Dans le cadre de ce mouvement, l’éducation est progressivement passée de la seule socialisation dans le quotidien à une forme organisée plus systématique et différenciée du reste de la société (Gellner, 1983). Ce qui a alors émergé à travers l’Europe était une sorte d’« éducation religieuse populaire » dont le contenu était toujours aligné sur les enseignements dogmatiques et différencié selon le rang et le statut. L’idée que les écoles et les familles fonctionnent comme des lieux dédiés à l’éducation systématique, intentionnelle et encore très religieuse de la population s’est généralisée autour du XVIe siècle en Europe. Les travaux bien connus de Philippe Ariès relatifs à l’invention de l’enfance montrent bien comment l’éducation scolaire et l’éducation familiale résultent toutes deux d’un nouveau souci d’isoler les enfants du reste de la société, afin de les élever loin du monde corrompu des pécheurs : « La famille et l’école ont ensemble retiré l’enfant de la société des adultes » (Ariès, 1960, p. 314).

La confiance dans l’avenir

La Révolution française symbolise le point de basculement vers la modernité, sous la forme d’une inversion de l’ordre du monde. La modernité libère la société de ses repères déifiés : ce qui est, n’est plus nécessairement la volonté de Dieu ou un fait de la nature. Des degrés de liberté se constituent. Il commence à devenir possible, en principe, de remettre en question les principes de fonctionnement établis : pourquoi ceci ? Pourquoi pas cela ? L’avenir échappe à l’emprise de Dieu : « L’homme règne seul en ce monde, et la Révolution de 1789 est l’avènement de son règne » (Guizot, 1858, p. 24). L’avenir cesse alors d’être compris comme la répétition du passé ou comme la fin des temps. Il n’est plus attribué à un point de référence externe qui reste hors d’atteinte, il est désormais observé comme potentiellement différent du passé, comme susceptible de prendre telle ou telle direction en fonction de ce qui est décidé et fait dans le présent. Cette transformation, en établissant une discontinuité entre le passé et l’avenir, donne une raison d’être tant à la systématisation de l’éducation qu’au développement des systèmes politiques modernes.
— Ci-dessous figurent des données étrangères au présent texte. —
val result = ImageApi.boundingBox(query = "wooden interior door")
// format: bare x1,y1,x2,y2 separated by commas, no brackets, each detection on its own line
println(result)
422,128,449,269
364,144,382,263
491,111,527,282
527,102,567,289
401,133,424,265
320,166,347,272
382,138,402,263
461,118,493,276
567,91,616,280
La modernité connaît alors d’abord une période de « confiance en l’avenir ». Elle correspond à une période de foi non seulement dans la capacité, mais plus fondamentalement encore dans la possibilité même pour l’État-nation, de diriger la société. Le système politique, sous la forme de l’État moderne, adoptant une position qui pouvait, de loin, sembler analogue à celle qu’occupaient auparavant les autorités de l’Église, est considéré comme l’orchestrateur qui conduira la société à répondre à ses propres attentes. Il est conçu comme contrôlant – et en quelque sorte se tenant « au-dessus », gouvernant (governing) – la société, assurant ainsi l’unité des multiples perspectives émergeant du développement d’une société fonctionnellement différenciée. L’image, que Luhmann considère comme illusoire, et qui rappelle quelque peu les théories de la société de Durkheim ou de Parsons, est celle d’une société capable de se gouverner elle-même, et même de s’auto-améliorer et de progresser, en divisant le travail et en établissant des couplages structurels entre différentes fonctions, dont l’éducation, désormais « nationale ». Pour un temps, l’avenir est compris comme une promesse : celle de l’unité d’une société (nationale) qui rompra définitivement avec les anciennes hiérarchies naturelles et assurera la liberté et l’égalité de sa population.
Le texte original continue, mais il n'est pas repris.